Last week, Google parent Alphabet Inc (NASDAQ:GOOGL) released a report about their new milestone in artificial inteligence [AI] speech recognition that according to the company outperforms existing technology by 50%. Microsoft Corporation (NASDAQ:MSFT) did not want to be left behind as it too announced an amazing breakthrough for this market. According to Xuedong Huang, chief speech scientist for Microsoft, their researchers achieved a word error rate (WER) of 6.3%. It is considered the lowest in the industry.
Microsoft recorded the benchmark rate by combining neural network based acoustic and language modeling on the US National Institute of Standards and Technology (NIST) 2000 Switchboard speech recognition task. This is a conversational telephone speech recognition test used as an industry standard.
This document found on arXiv.org contained the email reporting the discoveries of the Microsoft researchers:
“We describe Microsoft’s conversational speech recognition system, in which we combine recent developments in neural-network-based acoustic and language modeling to advance the state of the art on the Switchboard recognition task. Inspired by machine learning ensemble techniques, the system uses a range of convolutional and recurrent neural networks. I-vector modeling and lattice-free MMI training provide significant gains for all acoustic model architectures. Language model rescoring with multiple forward and backward running RNNLMs, and word posterior-based system combination provide a 20% boost. The best single system uses a ResNet architecture acoustic model with RNNLM rescoring, and achieves a word error rate of 6.9% on the NIST 2000 Switchboard task.
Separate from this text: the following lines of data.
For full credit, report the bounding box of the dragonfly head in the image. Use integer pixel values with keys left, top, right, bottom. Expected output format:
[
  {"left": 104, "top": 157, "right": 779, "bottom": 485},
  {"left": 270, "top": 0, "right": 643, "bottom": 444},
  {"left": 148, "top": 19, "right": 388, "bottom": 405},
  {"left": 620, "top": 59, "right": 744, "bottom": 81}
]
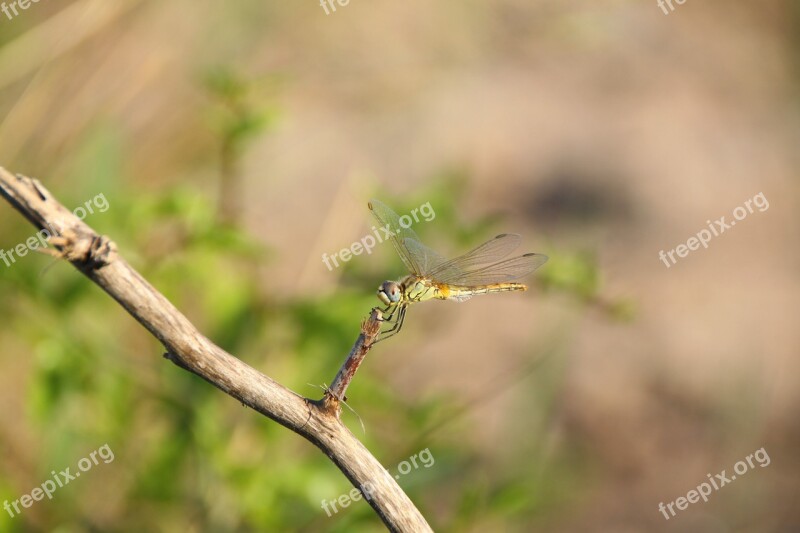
[{"left": 378, "top": 281, "right": 403, "bottom": 305}]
The combined system has an error rate of 6.3%, representing an improvement over previously reported results on this benchmark task.”
Last weekend, the international conference speech communication and technology called ‘Interspeech’ was held in San Francisco. During the event, IBM proudly announced that it was able to reach a WER of only 6.6%. Over two decades ago, the top error rate of the best published research system for computer speech recognition was at 43%.
Experts say that these scientific achievements could open the doors to greater possibilities. Computers will soon be able to understand the words people say just like any ordinary person. This is practically what Microsoft aims to accomplish. The company wants to make computer-human interaction more personal. The gradual integration of this technology can be seen in different applications like the Cortana personal assistant, Apple’s Siri, Skype translator, and other services dependent on speech and language recognition.
Microsoft’s achievement also takes them closer to their ultimate goal to provide AI technology that has the ability to predict the needs of the users without waiting for a command. It also paves the way to the development of Microsoft’s plan to build intelligent systems that can see, hear, speak, and understand. If this happens, everything will be made easier for man.
Microsoft and IBM both claim that their advances in speech recognition were made because of the discovery of deep neural networks used for speech processing. The artificial neural networks were made according to the patterns of how scientists perceives the brain to function. For decades, scientists have been finding ways to teach computers to perform activities that are unique to humans like speech comprehension and image recognition.